2020 motorcycle competition

The 2020 Team Speedway Junior European Championship was the 13th Team Speedway Junior European Championship season. It was organised by the Fédération Internationale de Motocyclisme and was the 9th as an under 21 years of age event.

The final took place on 29 August 2020 in Łódź, Poland.
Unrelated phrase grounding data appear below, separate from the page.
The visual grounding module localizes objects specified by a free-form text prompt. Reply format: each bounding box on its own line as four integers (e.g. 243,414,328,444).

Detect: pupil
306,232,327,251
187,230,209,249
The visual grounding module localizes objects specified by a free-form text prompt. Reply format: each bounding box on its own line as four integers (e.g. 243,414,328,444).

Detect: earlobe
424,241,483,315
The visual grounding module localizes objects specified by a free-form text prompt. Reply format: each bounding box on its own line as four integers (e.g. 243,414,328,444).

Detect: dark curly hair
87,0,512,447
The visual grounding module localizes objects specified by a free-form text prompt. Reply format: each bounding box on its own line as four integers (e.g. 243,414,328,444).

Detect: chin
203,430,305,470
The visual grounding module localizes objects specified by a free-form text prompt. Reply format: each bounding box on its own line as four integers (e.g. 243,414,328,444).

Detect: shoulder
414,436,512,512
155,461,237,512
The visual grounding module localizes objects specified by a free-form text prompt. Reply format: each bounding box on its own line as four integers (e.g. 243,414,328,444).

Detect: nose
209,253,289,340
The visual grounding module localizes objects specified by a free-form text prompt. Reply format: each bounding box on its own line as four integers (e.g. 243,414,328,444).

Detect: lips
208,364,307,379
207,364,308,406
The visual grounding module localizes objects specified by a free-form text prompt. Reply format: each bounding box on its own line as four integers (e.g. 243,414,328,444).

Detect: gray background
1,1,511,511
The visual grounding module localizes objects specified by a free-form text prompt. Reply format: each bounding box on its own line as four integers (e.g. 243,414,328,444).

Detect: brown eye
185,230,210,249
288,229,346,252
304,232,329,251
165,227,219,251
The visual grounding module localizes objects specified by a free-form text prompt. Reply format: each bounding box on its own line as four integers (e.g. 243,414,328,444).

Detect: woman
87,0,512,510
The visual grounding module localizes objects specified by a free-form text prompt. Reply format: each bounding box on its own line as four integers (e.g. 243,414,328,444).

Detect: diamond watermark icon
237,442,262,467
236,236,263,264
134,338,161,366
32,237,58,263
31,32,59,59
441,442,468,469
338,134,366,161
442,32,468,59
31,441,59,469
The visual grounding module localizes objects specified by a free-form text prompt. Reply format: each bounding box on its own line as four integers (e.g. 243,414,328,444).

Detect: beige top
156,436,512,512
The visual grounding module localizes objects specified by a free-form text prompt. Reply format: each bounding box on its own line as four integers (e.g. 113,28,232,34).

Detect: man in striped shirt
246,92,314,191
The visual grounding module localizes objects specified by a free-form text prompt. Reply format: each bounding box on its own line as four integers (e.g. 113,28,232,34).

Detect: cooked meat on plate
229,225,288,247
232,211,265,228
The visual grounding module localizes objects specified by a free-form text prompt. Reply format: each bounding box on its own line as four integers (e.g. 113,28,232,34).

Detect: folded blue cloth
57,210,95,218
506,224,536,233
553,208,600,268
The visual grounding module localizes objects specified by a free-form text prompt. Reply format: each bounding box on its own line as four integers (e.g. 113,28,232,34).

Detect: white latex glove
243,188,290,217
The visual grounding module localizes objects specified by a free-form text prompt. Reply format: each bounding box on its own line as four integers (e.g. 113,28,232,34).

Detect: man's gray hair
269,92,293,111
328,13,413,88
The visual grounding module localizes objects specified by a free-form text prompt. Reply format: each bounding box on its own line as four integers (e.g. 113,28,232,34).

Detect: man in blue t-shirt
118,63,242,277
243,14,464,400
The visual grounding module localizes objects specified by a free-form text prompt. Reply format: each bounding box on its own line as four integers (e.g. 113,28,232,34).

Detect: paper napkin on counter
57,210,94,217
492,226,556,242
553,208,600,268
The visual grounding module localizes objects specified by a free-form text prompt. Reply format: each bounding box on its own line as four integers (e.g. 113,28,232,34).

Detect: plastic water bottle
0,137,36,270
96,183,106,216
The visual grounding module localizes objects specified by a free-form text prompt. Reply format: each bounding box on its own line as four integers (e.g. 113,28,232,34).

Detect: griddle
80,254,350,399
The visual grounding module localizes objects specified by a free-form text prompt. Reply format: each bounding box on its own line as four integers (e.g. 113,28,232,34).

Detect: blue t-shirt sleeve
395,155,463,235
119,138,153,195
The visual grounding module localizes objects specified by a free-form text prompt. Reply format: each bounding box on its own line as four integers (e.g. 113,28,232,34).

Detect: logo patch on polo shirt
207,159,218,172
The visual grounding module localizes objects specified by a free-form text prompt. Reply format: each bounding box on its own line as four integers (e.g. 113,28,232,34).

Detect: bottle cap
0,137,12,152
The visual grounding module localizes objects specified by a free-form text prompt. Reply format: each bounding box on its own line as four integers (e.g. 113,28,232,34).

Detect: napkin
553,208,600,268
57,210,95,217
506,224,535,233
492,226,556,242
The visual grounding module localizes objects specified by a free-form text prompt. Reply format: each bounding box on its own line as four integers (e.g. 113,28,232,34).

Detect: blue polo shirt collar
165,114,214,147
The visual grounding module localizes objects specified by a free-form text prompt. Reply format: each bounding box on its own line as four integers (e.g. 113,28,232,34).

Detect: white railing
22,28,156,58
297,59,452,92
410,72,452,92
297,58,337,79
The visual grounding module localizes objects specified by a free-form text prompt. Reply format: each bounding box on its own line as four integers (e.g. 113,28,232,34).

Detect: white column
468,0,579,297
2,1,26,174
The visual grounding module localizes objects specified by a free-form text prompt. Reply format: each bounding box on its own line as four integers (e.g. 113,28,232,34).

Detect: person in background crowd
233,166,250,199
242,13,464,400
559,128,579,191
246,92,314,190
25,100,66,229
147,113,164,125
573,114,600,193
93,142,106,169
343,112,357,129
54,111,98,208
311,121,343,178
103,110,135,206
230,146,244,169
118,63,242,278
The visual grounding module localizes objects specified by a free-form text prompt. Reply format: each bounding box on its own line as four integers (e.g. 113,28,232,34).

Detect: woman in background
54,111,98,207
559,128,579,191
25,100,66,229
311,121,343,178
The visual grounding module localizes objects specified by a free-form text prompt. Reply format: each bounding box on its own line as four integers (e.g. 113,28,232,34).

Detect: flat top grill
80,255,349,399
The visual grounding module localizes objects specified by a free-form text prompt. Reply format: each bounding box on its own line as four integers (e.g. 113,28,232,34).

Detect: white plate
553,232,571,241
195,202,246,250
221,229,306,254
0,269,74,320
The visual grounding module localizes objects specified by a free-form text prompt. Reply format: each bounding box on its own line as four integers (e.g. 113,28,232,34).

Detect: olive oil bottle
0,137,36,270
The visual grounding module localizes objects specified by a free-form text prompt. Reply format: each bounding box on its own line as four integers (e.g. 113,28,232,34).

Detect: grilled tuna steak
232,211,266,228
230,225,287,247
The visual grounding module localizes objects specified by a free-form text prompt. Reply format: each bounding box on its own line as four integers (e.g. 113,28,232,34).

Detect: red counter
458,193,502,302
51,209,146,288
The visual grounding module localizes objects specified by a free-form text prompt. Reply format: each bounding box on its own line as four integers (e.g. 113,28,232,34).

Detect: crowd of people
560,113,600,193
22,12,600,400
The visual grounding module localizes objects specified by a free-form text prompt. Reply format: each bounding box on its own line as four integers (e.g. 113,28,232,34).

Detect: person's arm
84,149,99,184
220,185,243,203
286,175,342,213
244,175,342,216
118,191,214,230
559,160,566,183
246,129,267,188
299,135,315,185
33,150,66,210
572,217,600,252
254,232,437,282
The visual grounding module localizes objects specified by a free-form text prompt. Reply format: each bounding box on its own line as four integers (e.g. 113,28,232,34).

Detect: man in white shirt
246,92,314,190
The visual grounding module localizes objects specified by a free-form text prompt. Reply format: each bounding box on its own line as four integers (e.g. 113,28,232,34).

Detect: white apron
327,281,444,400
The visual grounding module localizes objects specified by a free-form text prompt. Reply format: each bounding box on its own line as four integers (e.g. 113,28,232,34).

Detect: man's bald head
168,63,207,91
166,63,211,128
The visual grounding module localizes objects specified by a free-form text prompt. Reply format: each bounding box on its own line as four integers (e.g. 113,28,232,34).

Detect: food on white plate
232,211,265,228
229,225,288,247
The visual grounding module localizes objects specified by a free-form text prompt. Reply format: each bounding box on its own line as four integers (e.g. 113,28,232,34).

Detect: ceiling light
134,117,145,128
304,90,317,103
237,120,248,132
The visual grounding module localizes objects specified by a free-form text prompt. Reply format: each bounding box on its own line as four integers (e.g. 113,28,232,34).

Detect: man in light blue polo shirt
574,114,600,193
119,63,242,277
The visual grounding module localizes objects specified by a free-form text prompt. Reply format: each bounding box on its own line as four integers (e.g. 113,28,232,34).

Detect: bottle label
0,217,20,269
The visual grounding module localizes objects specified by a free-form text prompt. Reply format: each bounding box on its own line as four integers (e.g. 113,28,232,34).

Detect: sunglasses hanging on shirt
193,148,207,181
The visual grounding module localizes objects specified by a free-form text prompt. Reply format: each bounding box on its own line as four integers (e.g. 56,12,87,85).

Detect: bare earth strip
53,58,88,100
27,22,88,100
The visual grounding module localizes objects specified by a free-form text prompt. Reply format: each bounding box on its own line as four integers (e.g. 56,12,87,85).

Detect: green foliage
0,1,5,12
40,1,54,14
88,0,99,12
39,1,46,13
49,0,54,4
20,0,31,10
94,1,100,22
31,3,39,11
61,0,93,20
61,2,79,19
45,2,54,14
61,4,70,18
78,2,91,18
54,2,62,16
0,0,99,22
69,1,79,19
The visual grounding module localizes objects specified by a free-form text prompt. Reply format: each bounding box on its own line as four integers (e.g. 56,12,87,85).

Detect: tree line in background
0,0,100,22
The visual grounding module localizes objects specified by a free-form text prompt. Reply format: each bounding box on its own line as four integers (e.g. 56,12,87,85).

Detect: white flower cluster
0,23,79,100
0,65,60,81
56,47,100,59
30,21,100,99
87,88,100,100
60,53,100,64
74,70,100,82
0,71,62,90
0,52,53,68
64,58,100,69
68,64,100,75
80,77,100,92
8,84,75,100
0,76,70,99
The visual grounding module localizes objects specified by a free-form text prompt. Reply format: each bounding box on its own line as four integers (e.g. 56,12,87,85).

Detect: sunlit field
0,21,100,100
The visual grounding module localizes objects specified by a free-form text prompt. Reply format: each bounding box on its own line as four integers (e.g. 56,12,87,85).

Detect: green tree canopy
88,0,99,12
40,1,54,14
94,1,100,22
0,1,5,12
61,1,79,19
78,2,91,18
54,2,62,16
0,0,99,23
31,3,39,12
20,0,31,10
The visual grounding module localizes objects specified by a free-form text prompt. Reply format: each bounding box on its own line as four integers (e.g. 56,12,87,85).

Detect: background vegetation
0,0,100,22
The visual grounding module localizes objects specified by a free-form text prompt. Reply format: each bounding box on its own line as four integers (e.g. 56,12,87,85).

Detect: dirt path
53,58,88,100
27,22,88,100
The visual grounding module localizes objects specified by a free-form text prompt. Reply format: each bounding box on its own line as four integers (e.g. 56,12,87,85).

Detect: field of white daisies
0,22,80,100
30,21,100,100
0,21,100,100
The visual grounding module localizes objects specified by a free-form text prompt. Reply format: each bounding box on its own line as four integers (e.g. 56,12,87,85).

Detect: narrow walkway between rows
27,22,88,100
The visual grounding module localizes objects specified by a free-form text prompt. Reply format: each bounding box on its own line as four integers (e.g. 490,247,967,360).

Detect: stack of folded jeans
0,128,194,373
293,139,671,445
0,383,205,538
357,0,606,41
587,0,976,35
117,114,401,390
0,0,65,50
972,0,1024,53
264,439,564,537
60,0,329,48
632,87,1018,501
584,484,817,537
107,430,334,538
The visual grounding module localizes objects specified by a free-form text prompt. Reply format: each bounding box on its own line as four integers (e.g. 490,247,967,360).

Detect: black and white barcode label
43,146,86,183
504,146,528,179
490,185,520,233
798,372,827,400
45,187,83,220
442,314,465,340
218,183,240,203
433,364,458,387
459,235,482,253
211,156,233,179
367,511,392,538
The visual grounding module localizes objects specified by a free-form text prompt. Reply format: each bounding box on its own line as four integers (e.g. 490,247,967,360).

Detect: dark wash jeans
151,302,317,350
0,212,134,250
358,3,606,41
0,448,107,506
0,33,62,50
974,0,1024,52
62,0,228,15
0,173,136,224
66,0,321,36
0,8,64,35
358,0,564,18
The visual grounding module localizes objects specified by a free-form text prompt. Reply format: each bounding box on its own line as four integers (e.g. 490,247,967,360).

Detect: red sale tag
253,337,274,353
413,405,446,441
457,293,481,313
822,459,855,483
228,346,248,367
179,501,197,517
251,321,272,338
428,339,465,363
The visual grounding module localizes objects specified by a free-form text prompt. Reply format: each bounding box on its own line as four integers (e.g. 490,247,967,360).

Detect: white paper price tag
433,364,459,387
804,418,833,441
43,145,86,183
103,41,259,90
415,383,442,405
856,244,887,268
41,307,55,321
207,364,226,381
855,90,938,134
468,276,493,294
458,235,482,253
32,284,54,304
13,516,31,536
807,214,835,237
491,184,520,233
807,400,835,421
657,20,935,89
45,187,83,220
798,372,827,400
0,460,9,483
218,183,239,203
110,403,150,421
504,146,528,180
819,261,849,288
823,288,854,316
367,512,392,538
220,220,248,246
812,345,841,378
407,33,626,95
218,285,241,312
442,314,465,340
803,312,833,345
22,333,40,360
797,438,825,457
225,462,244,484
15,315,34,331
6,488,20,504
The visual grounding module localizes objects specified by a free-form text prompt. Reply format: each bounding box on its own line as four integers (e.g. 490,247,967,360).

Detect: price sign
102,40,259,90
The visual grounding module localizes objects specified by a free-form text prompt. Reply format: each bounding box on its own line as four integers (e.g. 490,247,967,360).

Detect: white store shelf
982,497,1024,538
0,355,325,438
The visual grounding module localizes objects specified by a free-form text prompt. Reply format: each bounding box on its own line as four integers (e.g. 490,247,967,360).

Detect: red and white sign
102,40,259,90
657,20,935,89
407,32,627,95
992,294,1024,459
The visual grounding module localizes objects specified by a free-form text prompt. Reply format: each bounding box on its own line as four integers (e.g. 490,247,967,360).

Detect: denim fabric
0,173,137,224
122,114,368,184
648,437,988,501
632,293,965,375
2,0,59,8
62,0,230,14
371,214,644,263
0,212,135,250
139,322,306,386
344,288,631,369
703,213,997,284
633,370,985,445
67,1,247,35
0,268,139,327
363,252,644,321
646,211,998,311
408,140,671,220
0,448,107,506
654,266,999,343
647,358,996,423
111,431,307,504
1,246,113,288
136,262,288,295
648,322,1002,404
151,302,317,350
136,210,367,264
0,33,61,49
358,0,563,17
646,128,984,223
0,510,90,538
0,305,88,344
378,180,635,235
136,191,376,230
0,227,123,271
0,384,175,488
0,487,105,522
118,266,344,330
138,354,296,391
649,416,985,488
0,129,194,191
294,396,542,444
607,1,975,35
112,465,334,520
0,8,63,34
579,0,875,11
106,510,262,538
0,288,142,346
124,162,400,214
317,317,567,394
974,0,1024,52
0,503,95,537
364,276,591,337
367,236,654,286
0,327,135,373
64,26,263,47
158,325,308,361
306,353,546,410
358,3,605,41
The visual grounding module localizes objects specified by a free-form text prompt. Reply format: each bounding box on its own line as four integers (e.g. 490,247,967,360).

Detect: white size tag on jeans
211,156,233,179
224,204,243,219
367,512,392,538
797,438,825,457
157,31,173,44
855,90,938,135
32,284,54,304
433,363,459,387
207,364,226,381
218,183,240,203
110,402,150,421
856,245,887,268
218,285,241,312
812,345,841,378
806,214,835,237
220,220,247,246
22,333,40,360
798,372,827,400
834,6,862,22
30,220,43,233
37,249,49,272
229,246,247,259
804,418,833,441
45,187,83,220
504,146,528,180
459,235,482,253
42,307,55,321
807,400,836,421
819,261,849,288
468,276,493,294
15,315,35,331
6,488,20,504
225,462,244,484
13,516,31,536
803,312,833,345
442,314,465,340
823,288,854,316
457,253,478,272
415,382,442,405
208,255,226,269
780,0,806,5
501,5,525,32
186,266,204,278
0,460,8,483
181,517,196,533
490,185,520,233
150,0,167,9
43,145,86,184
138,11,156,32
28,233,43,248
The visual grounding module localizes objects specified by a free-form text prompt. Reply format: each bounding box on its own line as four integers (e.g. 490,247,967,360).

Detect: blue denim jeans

The defending champions Poland ran out comfortable winners, finishing 6 points clear of Denmark, who won the race off for the silver when Mads Hansen beat Oļegs Mihailovs.

It was the first time that the final consisted of seven teams instead of four and included a European team.

== Results ==
===Final===
- POL Łódź
- 29 August 2020

| Pos. | National team | Pts. | Scorers |
|---|---|---|---|
| 1 | Poland | 27 | Jakub Miśkowiak 10, Dominik Kubera 9, Norbert Krakowiak 8, Mateusz Cierniak dnr |
| 2 | Denmark | 21 | Mads Hansen 11, Jonas Seifert-Salk 6, Marcus Birkemose 4, Matias Nielsen dnr |
| 3 | Latvia | 21 | Oļegs Mihailovs 9, Ričards Ansviesulis 6, Francis Gusts 6, Ernest Matjuszonoks 0 |
| 4 | Sweden | 20 | Alexander Woentin 9, Philip Hellström Bängs 6, Anton Karlsson 5, Jonatan Grahn dnr |
| 5 | Czech Republic | 17 | Jan Kvěch 8, Petr Chlupáč 6, Daniel Klíma 3, Jan Macek dnr |
| 6 | Slovakia | 11 | Jakub Valkovic 6, David Pacalaj 5, Jan Mihailik 0, Ratislav Cifersky 0 |
| 7 | Europe Young Europe | 8 | Drew Kemp 6, Dennis Fazekas 1, Mika Meijer 1 |

Race off for 2nd and 3rd place - Hansen beat Mihailovs.